Telomeres are repetitive DNA sequences localized at the ends of eukaryotic chromosomes, and shorten during ovarian aging. The molecular background of telomere shortening during ovarian aging is not fully understood. As the telomerase components (TERT and Terc) and telomere-associated proteins (TRF1, TRF2, and POT1a) play key roles in the elongation and maintenance of telomeres, we aimed to determine their spatial and temporal expression and cellular localization in the mouse ovaries at the different ages of postnatal life. For this purpose, five groups were generated based on the ovarian histological changes in the postnatal mouse ovaries as follows: young (1- and 2-week-old; n = 3 from each week), prepubertal (3- and 4-week-old; n = 3 from each week), pubertal (5- and 6-week-old; n = 3 from each week), postpubertal (16- and 18-week-old; n = 3 from each week) and aged (52-, 60- and 72-week-old, n = 3 from each week). We found significant changes for the Tert, Terc, Trf1, Trf2, and Pot1a genes expression in the postnatal ovary groups from young to aged (P < 0.05) as well as in the follicles from primordial to antral stages and their oocytes and granulosa cells. Also, we have detected gradually decreasing telomere length from young to aged groups (P < 0.001). In conclusion, the altered Tert, Terc, Trf2, and Pot1a genes expression compatible with telomere shortening may be associated with ovarian aging.

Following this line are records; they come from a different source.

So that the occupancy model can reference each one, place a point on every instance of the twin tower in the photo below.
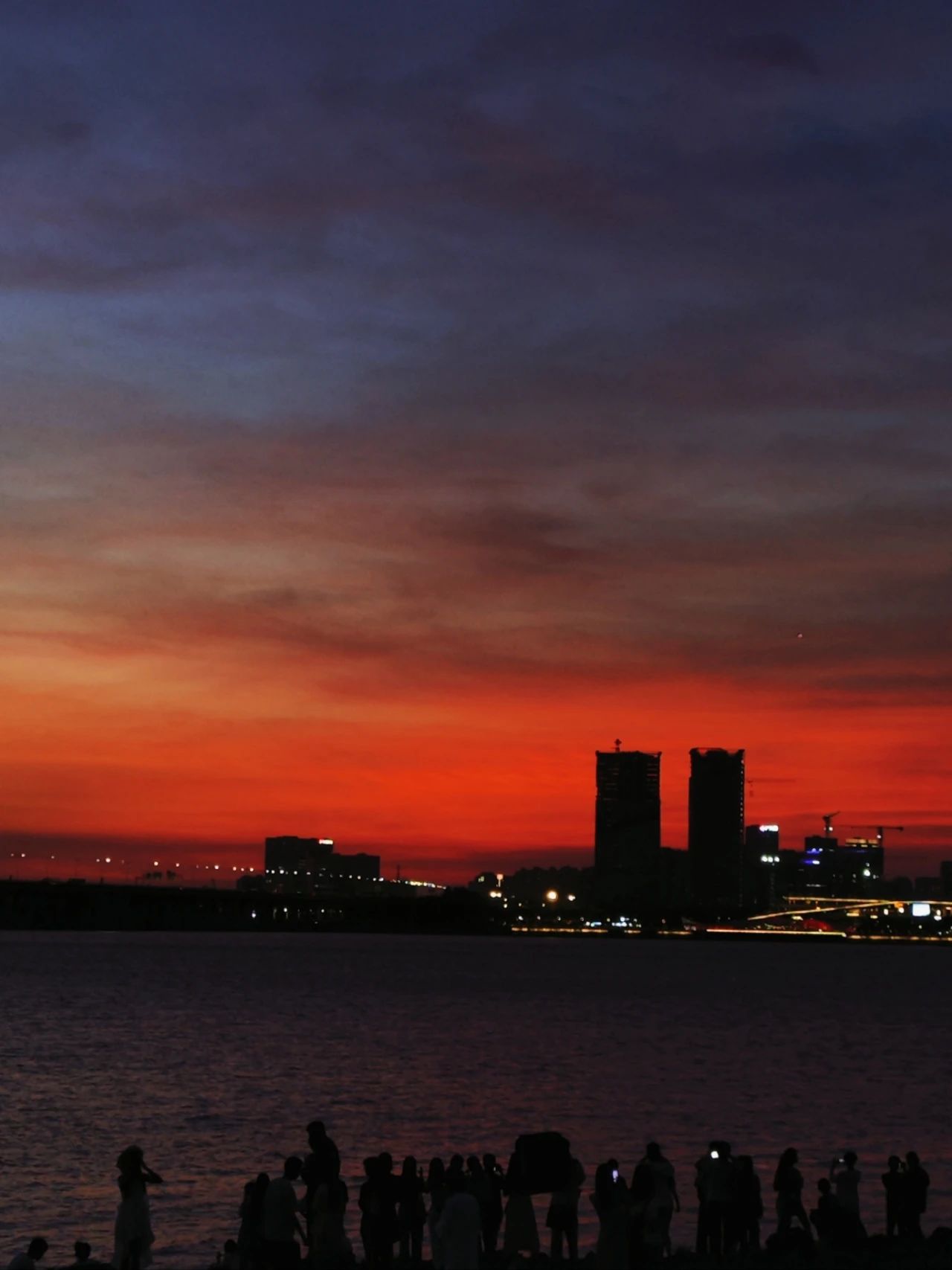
(628, 822)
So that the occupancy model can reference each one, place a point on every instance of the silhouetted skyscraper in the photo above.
(716, 828)
(627, 812)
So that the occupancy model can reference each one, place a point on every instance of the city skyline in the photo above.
(51, 855)
(400, 403)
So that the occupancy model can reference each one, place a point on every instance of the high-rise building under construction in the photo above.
(716, 828)
(627, 813)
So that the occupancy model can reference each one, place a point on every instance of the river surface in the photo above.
(213, 1052)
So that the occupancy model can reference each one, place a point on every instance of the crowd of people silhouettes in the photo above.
(474, 1213)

端粒是位于真核染色体末端的重复DNA序列，在卵巢衰老过程中会缩短。卵巢衰老过程中端粒缩短的分子背景尚不完全清楚。作为端粒酶成分（TERT和Terc）和端粒相关蛋白（TRF1，TRF2和POT1a）在端粒的延长和维持中起关键作用，我们旨在确定它们在出生后不同年龄的小鼠卵巢中的时空表达和细胞定位。为此，根据出生后小鼠卵巢的卵巢组织学变化，分为五组：年轻（1周和2周大；每周n = 3），青春期前（3周和4周）年龄大； n =每周3个），青春期（5周和6周； n =每周3个），青春期后（16周和18周； n =每周3个）和年龄（ 52周，60周和72周，n = 3（每周）。我们发现Tert，Terc，Trf1，Trf2和Pot1a基因在年轻到老年的产后卵巢组中表达（P  <0.05），并且在原始到肛门期的卵泡及其卵母细胞和颗粒细胞中表达。此外，我们已经发现端粒长度从年轻到老年组逐渐减少（P  <0.001）。总之，与端粒缩短兼容的Tert，Terc，Trf2和Pot1a基因表达的改变可能与卵巢衰老有关。